Given widespread concern over the cost of generative AI development, Snowflake's impetus for developing SwiftKV came from Snowflake's ongoing attempts to find ways to reduce AI adoption costs, according to Samyam Rajbhandari, principal architect at Snowflake and its AI research team lead.
Last year, many enterprises tested and deployed AI applications, he noted. This year, Snowflake expects greater production with executives under pressure to show returns on investment.
"Snowflake is consistently exploring and evaluating new methods to improve throughput, latency and cost efficiency for LLM workloads," Rajbhandari said. "Developing SwiftKV and applying it to … Meta's Llama was a natural evolution of this work."
Plans
Looking ahead, Rajbhandari said that Snowflake is considering integrating SwiftKV with other LLMs.

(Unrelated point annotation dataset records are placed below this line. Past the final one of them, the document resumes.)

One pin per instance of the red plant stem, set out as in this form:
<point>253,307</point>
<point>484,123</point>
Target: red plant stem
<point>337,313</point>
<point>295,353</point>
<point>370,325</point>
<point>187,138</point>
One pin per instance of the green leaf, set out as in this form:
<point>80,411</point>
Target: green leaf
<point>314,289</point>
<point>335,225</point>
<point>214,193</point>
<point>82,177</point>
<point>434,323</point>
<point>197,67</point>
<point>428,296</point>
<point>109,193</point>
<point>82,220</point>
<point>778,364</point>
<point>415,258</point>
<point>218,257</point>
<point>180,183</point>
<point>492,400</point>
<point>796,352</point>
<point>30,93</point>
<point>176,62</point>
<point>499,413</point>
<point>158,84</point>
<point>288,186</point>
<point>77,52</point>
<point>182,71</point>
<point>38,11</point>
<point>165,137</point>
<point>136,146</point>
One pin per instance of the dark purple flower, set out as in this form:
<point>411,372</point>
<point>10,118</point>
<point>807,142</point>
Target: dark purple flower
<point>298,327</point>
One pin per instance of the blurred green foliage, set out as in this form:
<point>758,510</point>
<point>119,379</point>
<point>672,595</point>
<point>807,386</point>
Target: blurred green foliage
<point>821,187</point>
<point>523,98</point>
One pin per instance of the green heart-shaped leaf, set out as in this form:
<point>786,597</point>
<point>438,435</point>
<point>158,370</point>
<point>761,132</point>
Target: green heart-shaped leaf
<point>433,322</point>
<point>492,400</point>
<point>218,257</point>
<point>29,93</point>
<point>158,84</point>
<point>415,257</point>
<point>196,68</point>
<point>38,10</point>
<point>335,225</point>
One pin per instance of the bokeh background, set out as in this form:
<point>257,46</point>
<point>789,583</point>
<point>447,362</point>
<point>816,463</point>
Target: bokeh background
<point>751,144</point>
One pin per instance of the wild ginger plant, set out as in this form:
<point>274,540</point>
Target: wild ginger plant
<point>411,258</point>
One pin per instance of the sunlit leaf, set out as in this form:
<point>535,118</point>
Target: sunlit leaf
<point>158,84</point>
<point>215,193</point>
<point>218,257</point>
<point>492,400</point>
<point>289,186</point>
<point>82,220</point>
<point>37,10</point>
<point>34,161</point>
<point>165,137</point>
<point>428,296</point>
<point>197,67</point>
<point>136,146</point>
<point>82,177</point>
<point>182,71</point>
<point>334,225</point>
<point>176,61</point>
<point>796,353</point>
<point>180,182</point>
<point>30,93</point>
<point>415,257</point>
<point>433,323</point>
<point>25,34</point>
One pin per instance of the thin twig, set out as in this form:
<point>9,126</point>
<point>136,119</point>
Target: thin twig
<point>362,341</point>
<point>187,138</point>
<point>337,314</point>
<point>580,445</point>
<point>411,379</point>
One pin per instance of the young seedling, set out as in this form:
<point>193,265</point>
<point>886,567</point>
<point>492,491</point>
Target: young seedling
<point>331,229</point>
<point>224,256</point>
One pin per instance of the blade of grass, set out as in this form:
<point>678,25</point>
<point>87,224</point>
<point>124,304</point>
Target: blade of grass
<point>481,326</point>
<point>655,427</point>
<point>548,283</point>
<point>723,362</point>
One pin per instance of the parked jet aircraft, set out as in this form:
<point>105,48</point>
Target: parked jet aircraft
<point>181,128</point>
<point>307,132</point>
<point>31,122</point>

In addition, Snowflake's roadmap includes adding capabilities that make it easier to develop AI agents and applications, use both structured and unstructured data to inform AI tools and fine-tune models to meet specific business needs, he added.
Thurai, meanwhile, suggested that Snowflake develop easy-to-use low-code/no-code toolkits for developing generative AI applications, add more integrations with LLMs, improve support for unstructured data and improve connectivity with all major cloud platforms so that the vendor can better appeal to customers aiming to develop AI applications.
"Since [Sridhar Ramaswamy] took over as CEO [in February 2024], Snowflake has focused more on generative AI applications and has come a long way. But they are still far behind their competitors, notably Databricks."
Eric Avidon is a senior news writer for Informa TechTarget and a journalist with more than 25 years of experience. He covers analytics and data management.